We wish to continue funding a series of symphonic concerts started in 2016, which have both charity and educational purpose.

by Peter Csato in London, England, United Kingdom

Romeo and Juliet across musical genres

Our 2018 concert is going to focus on various musical adaptation of William Shakespeare's perhaps most famous play, "Romeo and Juliet". We are planning to perform music from Sergei Prokofiev's Romeo and Juliet suite, two arias from operas by Vincenzo Bellini and Charles Gounod, Nino Rota's famous film score to Franco Zeffirelli's film, and excerpts from Leonard Bernstein's "West Side Story",  also celebrating the 100th anniversary of the composer's birth. Based on the success of our last year's concerts, we are expecting a full house of enthusiastic audience.

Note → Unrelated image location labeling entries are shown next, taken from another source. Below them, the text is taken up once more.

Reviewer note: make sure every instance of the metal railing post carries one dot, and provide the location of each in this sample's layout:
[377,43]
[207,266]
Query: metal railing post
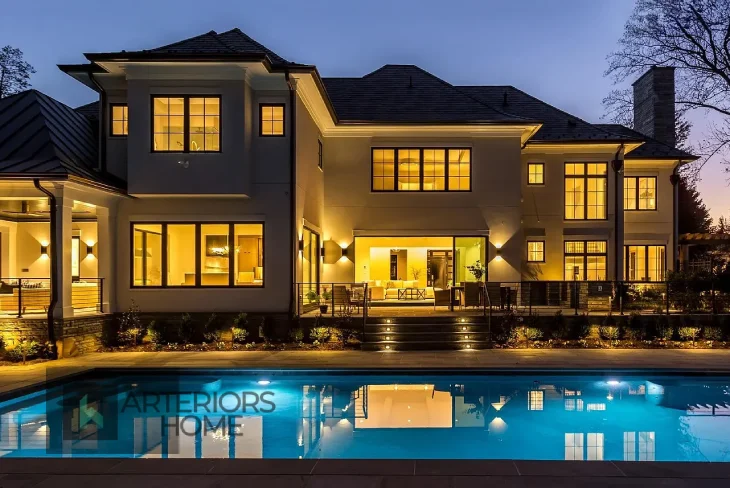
[20,298]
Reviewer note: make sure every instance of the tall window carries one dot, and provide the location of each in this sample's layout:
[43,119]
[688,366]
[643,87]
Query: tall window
[271,119]
[421,169]
[536,251]
[120,117]
[645,263]
[639,192]
[585,260]
[535,173]
[585,191]
[147,255]
[186,124]
[201,254]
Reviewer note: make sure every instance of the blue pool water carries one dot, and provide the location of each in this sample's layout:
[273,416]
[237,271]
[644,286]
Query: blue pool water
[258,415]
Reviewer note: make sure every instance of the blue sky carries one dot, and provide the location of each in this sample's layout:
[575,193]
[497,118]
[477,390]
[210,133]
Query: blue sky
[554,50]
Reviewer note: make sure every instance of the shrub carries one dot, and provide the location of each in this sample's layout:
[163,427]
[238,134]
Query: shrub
[187,329]
[533,334]
[320,334]
[580,328]
[297,335]
[213,329]
[609,332]
[267,329]
[239,335]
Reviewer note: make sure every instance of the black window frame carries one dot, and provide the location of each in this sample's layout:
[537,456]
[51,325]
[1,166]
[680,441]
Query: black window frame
[320,154]
[536,163]
[585,177]
[646,261]
[420,153]
[637,199]
[112,119]
[543,250]
[585,254]
[186,122]
[198,261]
[261,119]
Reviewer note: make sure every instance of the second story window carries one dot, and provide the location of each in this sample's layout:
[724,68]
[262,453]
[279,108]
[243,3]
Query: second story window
[639,192]
[535,173]
[585,191]
[186,124]
[271,119]
[421,169]
[119,119]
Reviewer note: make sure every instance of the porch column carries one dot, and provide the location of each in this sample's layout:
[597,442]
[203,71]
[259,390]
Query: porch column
[105,248]
[62,218]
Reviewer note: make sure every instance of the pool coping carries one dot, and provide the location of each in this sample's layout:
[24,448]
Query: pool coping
[346,471]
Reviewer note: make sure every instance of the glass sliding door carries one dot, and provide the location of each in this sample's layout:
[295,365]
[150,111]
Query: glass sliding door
[470,252]
[310,263]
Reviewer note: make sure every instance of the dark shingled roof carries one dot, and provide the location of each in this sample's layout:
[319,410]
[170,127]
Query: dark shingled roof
[558,126]
[408,94]
[651,149]
[211,43]
[40,135]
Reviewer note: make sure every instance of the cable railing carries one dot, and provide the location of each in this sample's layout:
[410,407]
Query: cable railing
[27,296]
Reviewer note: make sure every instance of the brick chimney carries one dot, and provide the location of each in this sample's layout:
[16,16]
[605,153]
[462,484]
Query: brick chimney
[654,113]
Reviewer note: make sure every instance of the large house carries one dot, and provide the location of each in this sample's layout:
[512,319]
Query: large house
[214,175]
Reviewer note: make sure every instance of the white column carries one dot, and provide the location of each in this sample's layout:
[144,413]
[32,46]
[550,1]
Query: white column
[105,245]
[62,218]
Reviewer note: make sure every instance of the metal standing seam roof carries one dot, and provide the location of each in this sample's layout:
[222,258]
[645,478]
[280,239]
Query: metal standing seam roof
[40,135]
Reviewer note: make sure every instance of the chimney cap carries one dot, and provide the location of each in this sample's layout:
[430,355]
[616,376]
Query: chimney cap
[651,70]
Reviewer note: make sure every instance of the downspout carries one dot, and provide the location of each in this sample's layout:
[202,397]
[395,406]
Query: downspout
[674,180]
[617,164]
[292,186]
[102,123]
[55,282]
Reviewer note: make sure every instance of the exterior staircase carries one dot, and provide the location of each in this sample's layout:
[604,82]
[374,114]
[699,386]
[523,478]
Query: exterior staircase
[425,333]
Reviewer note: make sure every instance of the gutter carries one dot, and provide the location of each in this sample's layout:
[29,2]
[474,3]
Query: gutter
[292,186]
[102,123]
[55,281]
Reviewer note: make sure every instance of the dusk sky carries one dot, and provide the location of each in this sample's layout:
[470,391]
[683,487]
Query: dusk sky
[554,50]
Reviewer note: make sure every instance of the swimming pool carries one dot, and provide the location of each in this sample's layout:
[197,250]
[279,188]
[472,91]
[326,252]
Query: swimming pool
[253,414]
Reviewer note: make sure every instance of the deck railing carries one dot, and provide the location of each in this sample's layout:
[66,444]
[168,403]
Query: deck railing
[23,296]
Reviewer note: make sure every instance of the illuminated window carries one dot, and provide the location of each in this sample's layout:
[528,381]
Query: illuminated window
[186,124]
[535,400]
[639,192]
[535,173]
[205,123]
[119,120]
[574,447]
[383,169]
[147,255]
[595,447]
[585,191]
[536,251]
[409,170]
[204,254]
[434,169]
[585,260]
[645,263]
[459,169]
[271,119]
[421,169]
[180,254]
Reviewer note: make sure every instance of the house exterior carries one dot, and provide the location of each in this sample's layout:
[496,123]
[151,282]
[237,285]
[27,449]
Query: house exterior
[214,175]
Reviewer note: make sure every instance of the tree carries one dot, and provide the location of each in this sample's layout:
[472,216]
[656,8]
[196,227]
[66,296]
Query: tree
[14,71]
[693,36]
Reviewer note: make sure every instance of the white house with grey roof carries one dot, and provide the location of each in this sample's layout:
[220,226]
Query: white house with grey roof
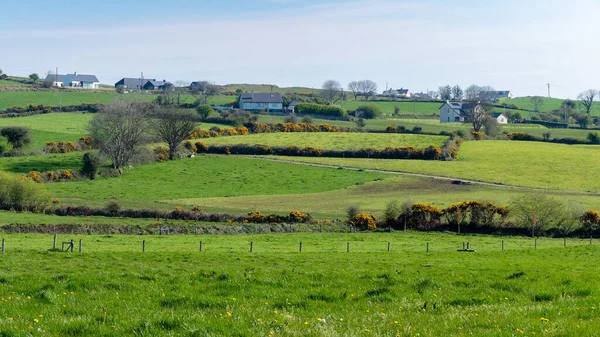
[256,101]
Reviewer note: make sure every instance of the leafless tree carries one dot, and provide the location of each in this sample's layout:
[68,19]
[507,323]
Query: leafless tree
[457,93]
[445,92]
[204,90]
[537,102]
[587,99]
[367,88]
[354,87]
[118,129]
[172,125]
[331,91]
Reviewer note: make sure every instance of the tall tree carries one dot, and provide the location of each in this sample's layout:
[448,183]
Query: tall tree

Themed concerts: learning through fun and helping those in need

Our concerts aim to introduce young people to the world of symphonic music by offering programs which combine classical repertoire pieces along with popular music such as film score suites or musicals. Our last year's concert was titled "Tales from Around the World and Beyond" in which we performed music by classical composers such as Carl Nielsen or Edvard Grieg, alongside symphonic suites of "The Lord of the Rings Trilogy",  and excerpts from the score of "Game of Thrones" and "Pirates of the Caribbean". The concert was a huge success, and the enthusiastic response on both the audience's and the musicians' part has provided a great inspiration for us to continue. The concerts are also meant to serve as charity events, in which we collects donations for local charity organizations. Last year, our choice of charity was the organization called "Bike Mafia", whose members provide people in abject poverty with food, clothes, and other bare essentials.

The Origins

In the academic year 2016/17, I was coordinating a student project at the University of Debrecen, Hungary under the aegis of the P2P: Challenging Extremism (later Digital Challenge) international student program. My students created a group called Zerophobia, which organized awareness raising programs against xenophobia, racism, hate-speech throughout the academic year. The programs included an international potluck, a street-art event, and later we also developed an educational workshop specifically for teenagers aiming to raise their awareness of the central role of language and communication. The most successful of our programs, however, were two symphonic concerts (under my musical direction), which we organized as charity events and as a meeting place for members of the local international community. The events proved a success in terms of charity donations as well as artistic value, so both our audience and the participating musicians are eager for us to continue, which we would be happy to do, provided we get proper funding. The concerts last year were funded from the budget of the P2P project, which is no longer available for us.